A condurre brillantemente la serata Giulia Rapaioli, firma de La Gazzetta del Serchio, che, con Biagini, si è cimentata nell’esecuzione dal vivo – musica e parole – della potente Strange Fruit ribattendo, colpo su colpo, ai versi in inglese cantanti dall’interprete con le traduzioni simultanee del testo ispirato ad una poesia, cinica e pungente, di Abel Meerpol. Forse il momento clou della serata. La canzone descrive, con crudo realismo e distacco poetico, la terribile pratica del linciaggio. Un brano che ha segnato la carriera artistica di Billie Holiday, ostinatamente inserito nella scaletta dei suoi concerti nonostante le pressioni del governo americano, divenuto nel tempo un simbolo della lotta all’emancipazione degli afroamericani.
Ad aprire la serata il saluto del sindaco Moreno Lunardi che ha ricordato come l’appuntamento si inserisca all’interno della rassegna “La Biblioteca si racconta”, progetto promosso dall’amministrazione comunale e dalla biblioteca comunale di Fosciandora in collaborazione con la pro loco locale e con il contributo del consiglio regionale della Toscana.
Termitato il recital, Giulia Rapaioli ha intervistato Andrea Cosimini approfondendo il progetto editoriale che ha dato vita al libro: un dialogo che ha permesso di mettere in luce i sorprendenti punti di contatto tra due artiste, apparentemente lontane ma accomunate da una straordinaria unicità interpretativa e da esistenze segnate da profonde fragilità.
Sul finale non poteva mancare un omaggio musicale a Mia Martini. Ilaria Biagini ha interpretato alcuni dei brani più amati dell’artista, da Donna a Gli Uomini non Cambiano, ricevendo lunghi e fragorosi applausi della platea. Particolarmente coinvolgente l’esecuzione di Piccolo Uomo, concessa come bis e cantata insieme ai presenti in un coro spontaneo che ha trasformato la piazza in una grande, emozionante comunità musicale.

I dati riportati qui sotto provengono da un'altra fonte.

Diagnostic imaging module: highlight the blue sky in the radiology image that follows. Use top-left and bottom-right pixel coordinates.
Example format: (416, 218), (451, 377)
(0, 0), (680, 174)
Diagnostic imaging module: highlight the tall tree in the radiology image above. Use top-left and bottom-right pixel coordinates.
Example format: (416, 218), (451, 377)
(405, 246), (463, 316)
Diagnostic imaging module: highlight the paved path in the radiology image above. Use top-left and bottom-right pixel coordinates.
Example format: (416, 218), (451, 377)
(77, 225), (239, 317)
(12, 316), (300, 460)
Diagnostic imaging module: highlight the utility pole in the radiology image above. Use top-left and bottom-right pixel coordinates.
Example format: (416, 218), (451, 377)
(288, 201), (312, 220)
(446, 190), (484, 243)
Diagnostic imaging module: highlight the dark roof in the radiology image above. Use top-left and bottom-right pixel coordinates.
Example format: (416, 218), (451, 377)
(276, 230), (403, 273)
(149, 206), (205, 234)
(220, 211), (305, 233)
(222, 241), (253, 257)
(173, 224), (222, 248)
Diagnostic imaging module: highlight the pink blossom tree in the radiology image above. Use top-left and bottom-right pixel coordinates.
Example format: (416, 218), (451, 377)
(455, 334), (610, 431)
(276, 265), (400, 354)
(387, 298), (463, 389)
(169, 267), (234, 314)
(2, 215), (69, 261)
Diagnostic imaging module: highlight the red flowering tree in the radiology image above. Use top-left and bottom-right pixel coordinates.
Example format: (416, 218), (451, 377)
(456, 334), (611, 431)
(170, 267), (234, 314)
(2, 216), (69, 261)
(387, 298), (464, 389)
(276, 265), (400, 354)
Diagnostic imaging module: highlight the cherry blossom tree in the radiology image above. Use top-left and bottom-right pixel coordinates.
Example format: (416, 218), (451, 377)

Per entrambi i protagonisti di serata si è trattato di un gradito ritorno in una piazza che, già nel 2023, li aveva accolti in occasione dell’uscita del primo libro di Cosimini su Paolo Conte e Woody Allen. Anche questa volta, la risposta del pubblico è stata calorosa, confermando il forte interesse per una proposta culturale capace di unire letteratura, musica e divulgazione in un contesto suggestivo come quello del borgo fosciandorino.
Al termine dell’incontro, il tradizionale rinfresco offerto dalla locale pro loco ha permesso ai partecipanti di trattenersi ancora qualche momento insieme agli ospiti. Claudio Crudeli de La Libreria di Castelnuovo di Garfagnana si è occupato della vendita dei libri.
Una serata che ha saputo rendere omaggio, con sensibilità e passione, a due figure immortali della musica italiana e internazionale.